During CTO recanalizations, do you think that sometimes physicians start to switch from one technique to another too late?
Not infrequently, physicians try different guidewires and different catheters many times in order to pass a difficult CTO, or re-enter back into the patent distal lumen. This increases the risk of protruding the dissection distal to the CTO, destroying healthy segments, which sometimes worsens the clinical situation. Furthermore, radiation dose and the amount of contrast medium increase. Complications correlate with the duration of the procedure. The retrograde approach and the BeBack catheter together are our technique and technology of choice in order to shorten the procedure time.
How much time—or how many attempts—would you give yourself with conventional techniques before using the BeBack crossing catheter?
It depends on the complexity of the lesion. If we see a chance to be successful using an antegrade approach, we may proceed for some minutes. In very complex lesions, where it can be anticipated that a conventional approach has a high risk of failure or may take time, we switch to the BeBack catheter within a minute.

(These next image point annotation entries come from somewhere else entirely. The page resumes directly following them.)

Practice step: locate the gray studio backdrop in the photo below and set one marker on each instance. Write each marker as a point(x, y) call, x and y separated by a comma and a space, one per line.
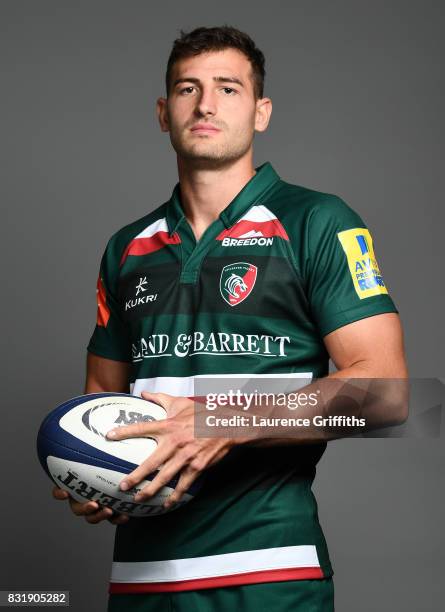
point(358, 111)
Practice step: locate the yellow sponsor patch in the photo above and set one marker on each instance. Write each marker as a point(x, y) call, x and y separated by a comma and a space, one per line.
point(366, 276)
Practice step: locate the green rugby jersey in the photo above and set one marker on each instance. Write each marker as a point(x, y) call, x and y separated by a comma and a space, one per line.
point(282, 267)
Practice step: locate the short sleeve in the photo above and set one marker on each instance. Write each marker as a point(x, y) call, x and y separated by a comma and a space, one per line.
point(343, 278)
point(110, 338)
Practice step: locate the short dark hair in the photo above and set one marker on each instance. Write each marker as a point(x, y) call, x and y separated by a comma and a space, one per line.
point(203, 40)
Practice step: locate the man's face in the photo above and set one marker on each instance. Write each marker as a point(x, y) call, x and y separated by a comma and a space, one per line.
point(211, 111)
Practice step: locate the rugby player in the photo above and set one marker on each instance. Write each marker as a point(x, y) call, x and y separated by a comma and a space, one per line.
point(239, 272)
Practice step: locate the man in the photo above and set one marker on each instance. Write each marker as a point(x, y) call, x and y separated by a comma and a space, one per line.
point(238, 273)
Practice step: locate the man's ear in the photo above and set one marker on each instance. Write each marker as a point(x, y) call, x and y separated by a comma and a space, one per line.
point(161, 109)
point(262, 114)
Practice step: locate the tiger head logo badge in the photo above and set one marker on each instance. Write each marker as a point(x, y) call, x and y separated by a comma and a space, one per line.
point(237, 281)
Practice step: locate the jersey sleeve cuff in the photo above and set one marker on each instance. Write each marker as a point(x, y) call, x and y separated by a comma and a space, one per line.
point(356, 313)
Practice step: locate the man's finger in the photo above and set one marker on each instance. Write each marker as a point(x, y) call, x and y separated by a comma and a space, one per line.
point(60, 493)
point(187, 478)
point(162, 399)
point(150, 465)
point(101, 515)
point(81, 509)
point(119, 519)
point(137, 430)
point(163, 477)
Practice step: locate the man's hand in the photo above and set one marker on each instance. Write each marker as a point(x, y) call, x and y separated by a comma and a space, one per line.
point(90, 510)
point(178, 451)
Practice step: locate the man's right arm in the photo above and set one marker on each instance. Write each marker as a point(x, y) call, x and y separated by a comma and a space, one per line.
point(103, 375)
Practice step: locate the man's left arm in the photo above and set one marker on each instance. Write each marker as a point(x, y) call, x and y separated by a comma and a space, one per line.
point(366, 349)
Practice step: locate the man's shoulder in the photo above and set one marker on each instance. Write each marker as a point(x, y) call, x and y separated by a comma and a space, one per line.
point(292, 199)
point(154, 220)
point(297, 206)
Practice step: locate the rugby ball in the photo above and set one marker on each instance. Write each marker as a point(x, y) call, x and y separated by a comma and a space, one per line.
point(75, 453)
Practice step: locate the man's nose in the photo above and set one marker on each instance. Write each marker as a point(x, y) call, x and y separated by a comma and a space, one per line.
point(206, 103)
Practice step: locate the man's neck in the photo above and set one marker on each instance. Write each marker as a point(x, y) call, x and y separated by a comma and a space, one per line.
point(205, 193)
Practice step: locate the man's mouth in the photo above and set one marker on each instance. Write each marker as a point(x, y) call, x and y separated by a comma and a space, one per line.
point(204, 128)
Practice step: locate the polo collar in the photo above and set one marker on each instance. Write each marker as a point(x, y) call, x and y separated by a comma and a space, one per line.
point(249, 195)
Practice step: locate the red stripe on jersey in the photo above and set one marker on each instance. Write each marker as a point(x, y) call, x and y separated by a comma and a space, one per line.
point(277, 575)
point(103, 312)
point(267, 228)
point(144, 246)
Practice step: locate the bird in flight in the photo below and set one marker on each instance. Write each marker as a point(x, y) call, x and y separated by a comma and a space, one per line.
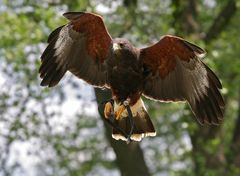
point(168, 71)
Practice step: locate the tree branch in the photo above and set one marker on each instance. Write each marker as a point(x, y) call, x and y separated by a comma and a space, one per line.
point(129, 157)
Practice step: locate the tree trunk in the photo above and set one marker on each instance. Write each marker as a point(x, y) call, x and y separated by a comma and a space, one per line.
point(129, 157)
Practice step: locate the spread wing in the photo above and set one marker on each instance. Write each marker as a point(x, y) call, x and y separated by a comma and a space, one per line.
point(81, 46)
point(176, 73)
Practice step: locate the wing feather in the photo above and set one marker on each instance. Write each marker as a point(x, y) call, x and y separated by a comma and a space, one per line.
point(82, 47)
point(178, 74)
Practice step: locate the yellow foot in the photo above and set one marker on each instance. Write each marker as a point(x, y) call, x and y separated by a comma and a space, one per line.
point(119, 112)
point(108, 110)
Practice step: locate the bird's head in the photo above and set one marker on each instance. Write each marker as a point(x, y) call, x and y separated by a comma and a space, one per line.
point(123, 47)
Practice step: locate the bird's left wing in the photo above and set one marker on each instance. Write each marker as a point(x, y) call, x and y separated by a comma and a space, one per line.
point(176, 73)
point(82, 46)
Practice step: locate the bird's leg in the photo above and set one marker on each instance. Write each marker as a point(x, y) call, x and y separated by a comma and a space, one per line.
point(126, 104)
point(109, 117)
point(108, 109)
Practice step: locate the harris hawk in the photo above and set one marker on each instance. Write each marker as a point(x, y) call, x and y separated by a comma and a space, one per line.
point(168, 71)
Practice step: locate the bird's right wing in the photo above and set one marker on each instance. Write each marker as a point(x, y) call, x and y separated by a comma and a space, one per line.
point(82, 46)
point(176, 73)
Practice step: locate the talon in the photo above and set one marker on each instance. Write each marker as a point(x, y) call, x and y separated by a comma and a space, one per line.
point(119, 112)
point(126, 103)
point(108, 110)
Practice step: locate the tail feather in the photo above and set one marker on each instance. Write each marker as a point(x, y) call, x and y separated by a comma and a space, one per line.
point(143, 126)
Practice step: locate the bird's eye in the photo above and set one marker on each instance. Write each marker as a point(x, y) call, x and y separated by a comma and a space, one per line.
point(121, 45)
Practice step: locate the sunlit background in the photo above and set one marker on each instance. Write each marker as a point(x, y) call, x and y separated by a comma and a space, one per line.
point(59, 131)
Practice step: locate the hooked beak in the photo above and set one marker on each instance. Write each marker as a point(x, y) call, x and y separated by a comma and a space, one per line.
point(116, 46)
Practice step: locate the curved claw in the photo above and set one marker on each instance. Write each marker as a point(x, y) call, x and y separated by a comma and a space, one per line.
point(119, 112)
point(108, 110)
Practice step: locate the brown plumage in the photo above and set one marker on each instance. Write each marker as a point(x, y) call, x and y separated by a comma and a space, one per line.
point(170, 70)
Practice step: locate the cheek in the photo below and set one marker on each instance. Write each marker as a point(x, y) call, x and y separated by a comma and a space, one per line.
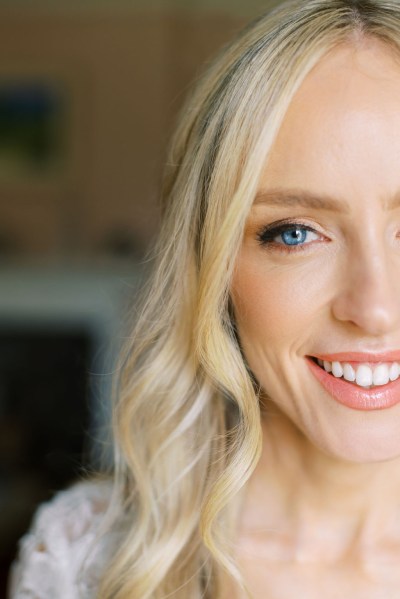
point(278, 309)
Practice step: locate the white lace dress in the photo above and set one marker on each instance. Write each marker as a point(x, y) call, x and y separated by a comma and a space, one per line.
point(62, 539)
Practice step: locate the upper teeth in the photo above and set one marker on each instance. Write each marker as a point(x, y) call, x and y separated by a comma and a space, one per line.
point(365, 375)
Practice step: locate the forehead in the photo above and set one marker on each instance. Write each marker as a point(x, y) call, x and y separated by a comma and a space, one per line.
point(341, 133)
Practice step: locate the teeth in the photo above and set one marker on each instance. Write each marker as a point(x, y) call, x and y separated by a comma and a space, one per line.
point(348, 373)
point(363, 375)
point(394, 371)
point(381, 375)
point(327, 366)
point(337, 369)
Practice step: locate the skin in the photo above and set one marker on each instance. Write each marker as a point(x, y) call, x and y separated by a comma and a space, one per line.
point(321, 516)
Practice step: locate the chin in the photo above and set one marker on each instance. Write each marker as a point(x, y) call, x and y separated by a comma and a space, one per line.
point(368, 443)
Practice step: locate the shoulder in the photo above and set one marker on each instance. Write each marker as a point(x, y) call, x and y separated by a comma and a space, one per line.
point(64, 552)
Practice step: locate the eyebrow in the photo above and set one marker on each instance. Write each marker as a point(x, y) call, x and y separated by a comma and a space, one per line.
point(307, 199)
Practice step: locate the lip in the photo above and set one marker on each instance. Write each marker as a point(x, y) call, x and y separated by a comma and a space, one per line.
point(352, 396)
point(365, 357)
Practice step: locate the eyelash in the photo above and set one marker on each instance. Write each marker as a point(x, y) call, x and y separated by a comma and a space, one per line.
point(268, 233)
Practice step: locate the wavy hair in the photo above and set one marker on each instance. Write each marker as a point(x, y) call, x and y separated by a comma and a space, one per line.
point(186, 415)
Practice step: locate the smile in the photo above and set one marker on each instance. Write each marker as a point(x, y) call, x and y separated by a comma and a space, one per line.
point(366, 375)
point(359, 381)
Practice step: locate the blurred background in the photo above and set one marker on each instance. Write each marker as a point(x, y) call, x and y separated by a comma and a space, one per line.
point(89, 92)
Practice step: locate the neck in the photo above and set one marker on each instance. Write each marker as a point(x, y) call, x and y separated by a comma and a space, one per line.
point(326, 506)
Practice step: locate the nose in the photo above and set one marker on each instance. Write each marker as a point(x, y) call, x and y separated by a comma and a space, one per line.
point(369, 296)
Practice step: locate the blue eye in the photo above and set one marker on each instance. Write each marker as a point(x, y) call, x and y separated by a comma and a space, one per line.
point(287, 235)
point(293, 236)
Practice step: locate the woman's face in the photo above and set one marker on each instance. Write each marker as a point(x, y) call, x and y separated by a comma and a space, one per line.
point(318, 274)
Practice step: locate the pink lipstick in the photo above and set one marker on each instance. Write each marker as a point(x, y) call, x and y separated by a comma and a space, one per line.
point(351, 395)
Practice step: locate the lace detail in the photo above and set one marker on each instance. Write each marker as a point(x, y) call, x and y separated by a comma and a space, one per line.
point(62, 555)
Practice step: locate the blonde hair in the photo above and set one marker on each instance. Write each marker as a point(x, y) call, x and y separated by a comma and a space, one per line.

If a colleague were to ask you about the BeBack, how would you describe it?
The BeBack is a reliable crossing and re-entry device. It is very slim (2.9F or 4F), yet very stable and can easily be used not only in larger diameter arteries like iliacs, but also in small arteries—even via a retrograde pedal access through a 2.9F sheath. Furthermore, it is possible to use the catheter over 0.014” and stable 0.018” guidewires, the latter of which is usually the wire of choice in more complex lesions. Due to the BeBack’s straightforward design, it is easy to position and reposition the device, and control the depth and direction of the 360-degree adjustable needle from the tip of the catheter. It is helpful in quite a large variety of difficult situations, and handling the BeBack is easy to learn.